It’s an exciting time in teens’ lives when they first begin driving, but it’s also an extraordinarily dangerous time. According to the National Highway Traffic Safety Administration (NHTSA), motor vehicle crashes are the leading cause of death for kids and young adults ages 14 through 18.
Despite this, the NHTSA says just 25 percent of parents have a serious talk with their kids about the key components of safe driving. So, with National Teen Driver Safety Week coming up October 19-25, here are five recommended rules to spell out before your teen gets behind the wheel:
- Absolutely no alcohol.
There is no legal limit for alcohol when it comes to teen drivers. Having any amount of alcohol in their system is illegal for all those under 21, everywhere. On average, according to the NHTSA, 25 percent of deaths in motor vehicle crashes involve a teen driver with a blood-alcohol content of .01 or higher.
- Seat belts required.
Drivers and passengers ages 16 to 24 historically use seat belts less often than other groups. Let teens know that seat belt use is non-negotiable. It’s the easiest way to protect themselves in a crash. And, set a good example by buckling up yourself.
- Never speed.
Teenagers may like to push the limits, but the road isn’t the place to do so. Speeding doesn’t simply put them at risk for a ticket. It increases the risk of a deadly accident as well.
- No calls, no texts.
It’s never a good idea for anyone to call or text while driving, but, because teens lack experience behind the wheel, distracted driving is all the more risky. Reaction times are slower when someone is distracted. Even worse, sending or reading a text means a driver’s eyes aren’t on the road.

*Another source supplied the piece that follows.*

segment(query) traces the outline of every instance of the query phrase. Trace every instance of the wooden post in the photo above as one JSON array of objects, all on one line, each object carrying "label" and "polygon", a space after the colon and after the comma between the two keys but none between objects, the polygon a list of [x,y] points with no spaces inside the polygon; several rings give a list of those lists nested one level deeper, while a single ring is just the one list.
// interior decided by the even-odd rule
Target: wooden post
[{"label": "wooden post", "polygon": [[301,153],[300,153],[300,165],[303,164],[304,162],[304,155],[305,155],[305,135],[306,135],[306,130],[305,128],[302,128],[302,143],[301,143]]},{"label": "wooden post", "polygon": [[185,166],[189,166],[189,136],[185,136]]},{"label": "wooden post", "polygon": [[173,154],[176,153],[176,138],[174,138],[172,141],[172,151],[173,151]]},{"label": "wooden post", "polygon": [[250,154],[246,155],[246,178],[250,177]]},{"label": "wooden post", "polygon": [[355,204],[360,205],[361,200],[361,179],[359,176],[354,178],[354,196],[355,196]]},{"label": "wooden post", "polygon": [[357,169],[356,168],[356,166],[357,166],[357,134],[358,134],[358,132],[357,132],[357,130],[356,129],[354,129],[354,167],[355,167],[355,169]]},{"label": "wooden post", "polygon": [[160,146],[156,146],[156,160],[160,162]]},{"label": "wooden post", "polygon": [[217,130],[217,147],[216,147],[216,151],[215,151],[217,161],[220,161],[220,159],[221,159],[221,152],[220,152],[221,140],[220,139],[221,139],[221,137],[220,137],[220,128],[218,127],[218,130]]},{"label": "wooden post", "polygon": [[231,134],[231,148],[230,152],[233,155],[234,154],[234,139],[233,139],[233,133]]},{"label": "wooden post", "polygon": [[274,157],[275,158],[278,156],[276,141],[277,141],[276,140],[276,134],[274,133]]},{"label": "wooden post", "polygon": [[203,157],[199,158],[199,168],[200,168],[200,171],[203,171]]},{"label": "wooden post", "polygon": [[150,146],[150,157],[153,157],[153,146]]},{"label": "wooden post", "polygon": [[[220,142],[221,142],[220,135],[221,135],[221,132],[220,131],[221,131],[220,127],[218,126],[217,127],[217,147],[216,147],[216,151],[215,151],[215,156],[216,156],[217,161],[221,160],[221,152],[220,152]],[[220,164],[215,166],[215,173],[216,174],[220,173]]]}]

- Only one passenger (or zero, depending on your state’s licensing guidelines for young drivers).
As the number of passengers rises, so does the risk of a fatal crash, the NHTSA says. Think back to when you were a teen driver — how different were your actions when you had friends in the car versus when you were alone?
Let young drivers know that driving is a privilege and that you’ll take away the keys if they don’t drive safely. Having regular conversations about safety, practicing driving together, and leading by example go a long way in ensuring your teen makes smart decisions when they get behind the wheel.
But there’s another simple step you can take to get on the same page about your family’s rules of the road. Create a Parent-Teen Driving Agreement that puts your rules in writing to clearly set expectations and limits. Work with your teen to outline hazards to avoid and consequences for breaking rules.
Keep it on the fridge and update it as your teen gains experience and more driving privileges.